Ada juga info mengenai serial number dan tulisan kalau kamera ini dibuat di
Taiwan. Penempatan baterai LP-E10 danmemory card terdapat di bagian bawah dengan pintu yang sama, sementara pintu samping
bila dibuka akan menampakkan port untuk remote, port HDMI dan port USB. Anda
mencari port untuk mic eksternal? Sori, tidak ada..
Tampilan di
layar untuk Quick
Menu akan nampak seperti ini :
Dari info di
layar bisa diketahui dengan cepat mode yang sedang dipakai, nilai shutter,
bukaan, ISO dsb.
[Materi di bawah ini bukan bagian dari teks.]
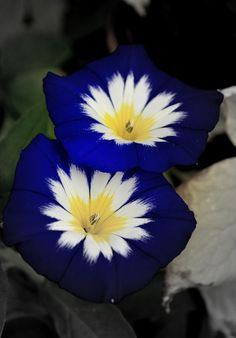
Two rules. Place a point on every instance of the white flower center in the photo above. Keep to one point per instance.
(126, 116)
(98, 213)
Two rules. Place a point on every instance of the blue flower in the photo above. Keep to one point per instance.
(121, 112)
(99, 235)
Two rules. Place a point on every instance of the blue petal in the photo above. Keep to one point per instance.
(42, 253)
(25, 226)
(93, 281)
(86, 147)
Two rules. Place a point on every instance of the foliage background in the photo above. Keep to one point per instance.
(194, 41)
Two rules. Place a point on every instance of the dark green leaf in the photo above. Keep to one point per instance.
(25, 91)
(3, 299)
(91, 319)
(30, 50)
(146, 303)
(33, 122)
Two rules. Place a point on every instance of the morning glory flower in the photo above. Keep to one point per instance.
(122, 107)
(99, 235)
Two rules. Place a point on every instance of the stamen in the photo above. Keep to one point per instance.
(129, 126)
(93, 219)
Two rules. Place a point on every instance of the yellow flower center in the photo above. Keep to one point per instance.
(96, 217)
(128, 125)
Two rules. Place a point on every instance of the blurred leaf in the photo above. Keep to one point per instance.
(3, 299)
(11, 13)
(229, 110)
(27, 327)
(33, 122)
(25, 309)
(31, 50)
(146, 303)
(221, 304)
(209, 258)
(49, 20)
(87, 319)
(85, 17)
(11, 258)
(140, 6)
(21, 16)
(26, 90)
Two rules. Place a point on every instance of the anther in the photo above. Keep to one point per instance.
(129, 127)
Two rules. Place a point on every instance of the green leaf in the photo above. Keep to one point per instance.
(146, 303)
(26, 90)
(86, 319)
(31, 50)
(33, 122)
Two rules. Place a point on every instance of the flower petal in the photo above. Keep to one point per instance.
(78, 104)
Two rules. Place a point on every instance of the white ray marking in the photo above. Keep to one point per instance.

Terdapat juga informasi sisa baterai dan berapa foto yang
masih bisa diambil dengan memori yang ada. Bila mode dial diputar ke mode Creative Auto akan tampil seperti ini :
Mode ini
menjadi ciri dari DSLR pemula, dimaksudkan untuk memudahkan yang belum mengerti
bagaimana cara membuat latar menjadi blur dan sebagainya. Di Nikon D3100
terdapat Guide
Modeyang relatif sama seperti ini.
Kinerja
Kamera EOS
1100D bukan didesain untuk bekerja cepat. Namun ternyata waktu yang dibutuhkan
untukstart-up, shutter lag, shot-to-shot dan mencari fokus saya rasakan sudah cukup cepat. Saya menguji fokus kamera
ini dengan lensa kit dan lensa 50mm f/1.8 yang sayangnya keduanya kebetulan
bukan bertipe USM, sehingga tentu kecepatan fokusnya tidak akan terlalu cepat.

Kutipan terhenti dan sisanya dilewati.